Pour Anaïs, Christiane, Marie-Claire et Aurélie, l’avenir s’annonce incertain et difficile.

Il y a quelques jours, plus d’une cinquantaine de familles d’Eau Bonne à Bambous ont reçu une lettre d’éviction du ministère du Logement et des terres. Alors que la menace de se retrouver à la rue pèse sur leurs épaules, Anaïs, Christiane, Aurélie et Tonia, des jeunes mamans, lancent un appel à l’aide aux autorités et aux Mauriciens.

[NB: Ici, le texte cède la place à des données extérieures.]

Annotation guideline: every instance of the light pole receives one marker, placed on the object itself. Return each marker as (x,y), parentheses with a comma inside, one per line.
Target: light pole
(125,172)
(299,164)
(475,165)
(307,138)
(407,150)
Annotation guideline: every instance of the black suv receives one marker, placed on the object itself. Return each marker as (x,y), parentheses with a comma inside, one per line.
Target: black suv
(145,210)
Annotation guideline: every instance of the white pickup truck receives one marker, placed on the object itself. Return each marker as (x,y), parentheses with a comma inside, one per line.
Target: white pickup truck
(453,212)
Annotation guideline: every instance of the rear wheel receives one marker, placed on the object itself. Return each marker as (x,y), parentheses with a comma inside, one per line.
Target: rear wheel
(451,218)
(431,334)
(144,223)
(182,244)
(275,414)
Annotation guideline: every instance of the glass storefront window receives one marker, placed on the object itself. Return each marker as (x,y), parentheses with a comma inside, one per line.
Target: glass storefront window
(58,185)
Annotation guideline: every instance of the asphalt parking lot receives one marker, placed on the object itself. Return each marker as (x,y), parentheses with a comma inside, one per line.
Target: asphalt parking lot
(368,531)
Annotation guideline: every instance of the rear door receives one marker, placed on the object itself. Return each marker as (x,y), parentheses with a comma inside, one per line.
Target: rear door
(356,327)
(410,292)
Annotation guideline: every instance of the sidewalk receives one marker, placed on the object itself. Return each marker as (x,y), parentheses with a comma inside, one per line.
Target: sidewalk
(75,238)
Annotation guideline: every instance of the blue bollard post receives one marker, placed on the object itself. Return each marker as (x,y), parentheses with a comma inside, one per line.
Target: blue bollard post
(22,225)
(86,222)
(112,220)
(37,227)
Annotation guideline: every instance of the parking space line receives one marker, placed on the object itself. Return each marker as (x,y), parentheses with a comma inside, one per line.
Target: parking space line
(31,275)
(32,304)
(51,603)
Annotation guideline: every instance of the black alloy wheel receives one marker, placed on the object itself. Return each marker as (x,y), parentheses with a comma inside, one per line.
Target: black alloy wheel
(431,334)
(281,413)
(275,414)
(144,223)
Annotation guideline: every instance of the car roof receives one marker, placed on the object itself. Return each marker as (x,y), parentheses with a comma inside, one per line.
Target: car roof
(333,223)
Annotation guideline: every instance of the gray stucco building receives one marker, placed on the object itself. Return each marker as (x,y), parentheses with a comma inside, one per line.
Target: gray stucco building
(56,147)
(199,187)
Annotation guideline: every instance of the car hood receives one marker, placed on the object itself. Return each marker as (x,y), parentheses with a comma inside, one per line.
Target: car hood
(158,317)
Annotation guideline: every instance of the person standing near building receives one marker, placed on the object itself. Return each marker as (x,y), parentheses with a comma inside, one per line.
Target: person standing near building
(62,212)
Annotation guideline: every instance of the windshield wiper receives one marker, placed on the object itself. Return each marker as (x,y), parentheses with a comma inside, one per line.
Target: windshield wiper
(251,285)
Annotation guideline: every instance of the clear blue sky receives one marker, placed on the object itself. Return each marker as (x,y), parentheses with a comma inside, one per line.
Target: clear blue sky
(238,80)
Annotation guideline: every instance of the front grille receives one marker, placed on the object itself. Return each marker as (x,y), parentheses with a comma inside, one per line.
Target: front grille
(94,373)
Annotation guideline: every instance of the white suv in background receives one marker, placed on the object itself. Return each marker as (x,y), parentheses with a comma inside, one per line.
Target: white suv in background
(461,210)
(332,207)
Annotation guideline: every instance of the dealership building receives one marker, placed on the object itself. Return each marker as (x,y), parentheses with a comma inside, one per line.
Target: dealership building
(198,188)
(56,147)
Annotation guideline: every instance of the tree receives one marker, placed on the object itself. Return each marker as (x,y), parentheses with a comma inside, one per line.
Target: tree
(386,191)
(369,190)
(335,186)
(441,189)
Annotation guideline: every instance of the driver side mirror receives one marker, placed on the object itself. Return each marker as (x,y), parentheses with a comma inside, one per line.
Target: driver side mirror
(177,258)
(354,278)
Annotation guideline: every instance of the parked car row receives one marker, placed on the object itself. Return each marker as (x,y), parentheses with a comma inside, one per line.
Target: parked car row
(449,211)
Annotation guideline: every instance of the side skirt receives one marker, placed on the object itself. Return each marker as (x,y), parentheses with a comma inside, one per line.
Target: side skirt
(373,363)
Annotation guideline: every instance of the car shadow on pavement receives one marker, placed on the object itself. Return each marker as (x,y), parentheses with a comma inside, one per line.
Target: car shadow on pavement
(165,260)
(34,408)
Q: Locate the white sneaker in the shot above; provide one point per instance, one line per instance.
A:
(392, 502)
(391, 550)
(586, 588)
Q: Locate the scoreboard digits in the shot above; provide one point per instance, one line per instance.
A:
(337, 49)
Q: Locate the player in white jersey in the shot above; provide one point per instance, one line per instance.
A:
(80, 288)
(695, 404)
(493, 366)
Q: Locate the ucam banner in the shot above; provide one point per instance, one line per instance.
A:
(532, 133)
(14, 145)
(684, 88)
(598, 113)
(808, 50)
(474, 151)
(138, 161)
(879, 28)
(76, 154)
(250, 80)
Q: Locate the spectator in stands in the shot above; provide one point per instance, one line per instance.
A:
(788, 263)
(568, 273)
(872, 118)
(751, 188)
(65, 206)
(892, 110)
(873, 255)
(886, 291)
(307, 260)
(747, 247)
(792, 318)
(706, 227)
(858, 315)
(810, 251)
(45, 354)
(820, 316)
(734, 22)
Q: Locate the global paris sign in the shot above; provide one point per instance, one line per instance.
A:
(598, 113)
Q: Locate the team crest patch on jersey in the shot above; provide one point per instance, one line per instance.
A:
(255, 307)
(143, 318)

Marcher, toujours marcher. Non pas parce qu’elle aime ça mais parce qu’elle n’a pas d’autre choix. Pour rentrer chez elle, Anaïs Agathe, son petit dernier dans les bras, doit traverser tout le village de Bambous et prendre la direction de la montagne. Loin des habitations et de l’agitation de la route Royale, c’est au détour d’un sentier rocailleux que l’on découvre son monde, sa réalité. Ici, une centaine de bicoques en tôle d’à peine quelques mètres carrés témoigne de la misère qui règne dans ce camp de squatters. Ici, une communauté en marge de la société et de la vie active semble s’être installée. 

 

Dehors, une quinzaine de femmes sont assises à même le sol, jouant au bingo. Leurs enfants, tout aussi nombreux, ne sont jamais bien loin. Certains sont occupés à gambader, d’autres à jouer avec un vieux caddy laissé là alors qu’il y en a qui préfèrent rester dans les jupes de maman. La poussière et l’odeur qui émanent de la ferme, qui se trouve non loin, n’ont pas l’air de les gêner. Avec le temps, tout le monde semble s’en être accommodé. 

 

En ce moment, qui plus est, les gens du coin ont autre chose en tête. Ces derniers jours, un seul et même sujet revient sans arrêt dans les conversations. La lettre d’éviction émise récemment par le ministère du Logement et des terres aux familles qui se sont installées ici après le 1er juillet 2015 est la source de nombreuses nuits blanches, de peur et de panique. Si ce n’est pas la première fois, disent-elles, qu’elles reçoivent un tel avertissement, cette fois, la menace semble bien réelle. Les maisons identifiées portent un numéro écrit en rouge sur leur devanture, indiquant qu’elles doivent disparaître. «Moi, je vis ici depuis 17 ans. On nous dit que ceux qui sont là avant juillet 2015 peuvent rester et que nous allons avoir nos papiers mais ceux qui sont venus après devront partir. Ils sont à peu près 70 familles. Que va-t-il se passer pour eux ? Il y a des femmes et des enfants. On ne peut pas les laisser à la rue comme ça», s’insurge Marie-Claire, une habitante. 

 

Ici, elles ont pratiquement toutes le même profil, le même parcours. Venant elles-mêmes de familles brisées et d’un milieu précaire, elles semblent aujourd’hui reproduire à leur tour le même schéma. Beaucoup ont arrêté l’école vers les 12-13 ans, sont tombées enceintes peu de temps après, et souvent de différents partenaires, avant de se retrouver seules avec les enfants à leur charge. Peu d’entre elles travaillent et touchent un salaire dérisoire. Les autres se disent incapables de travailler, soit parce qu’elles doivent veiller sur leurs enfants en bas âge par manque de sous pour payer une garderie, soit parce qu’elles ne trouvent aucun job qui corresponde à leurs attentes et à leurs besoins.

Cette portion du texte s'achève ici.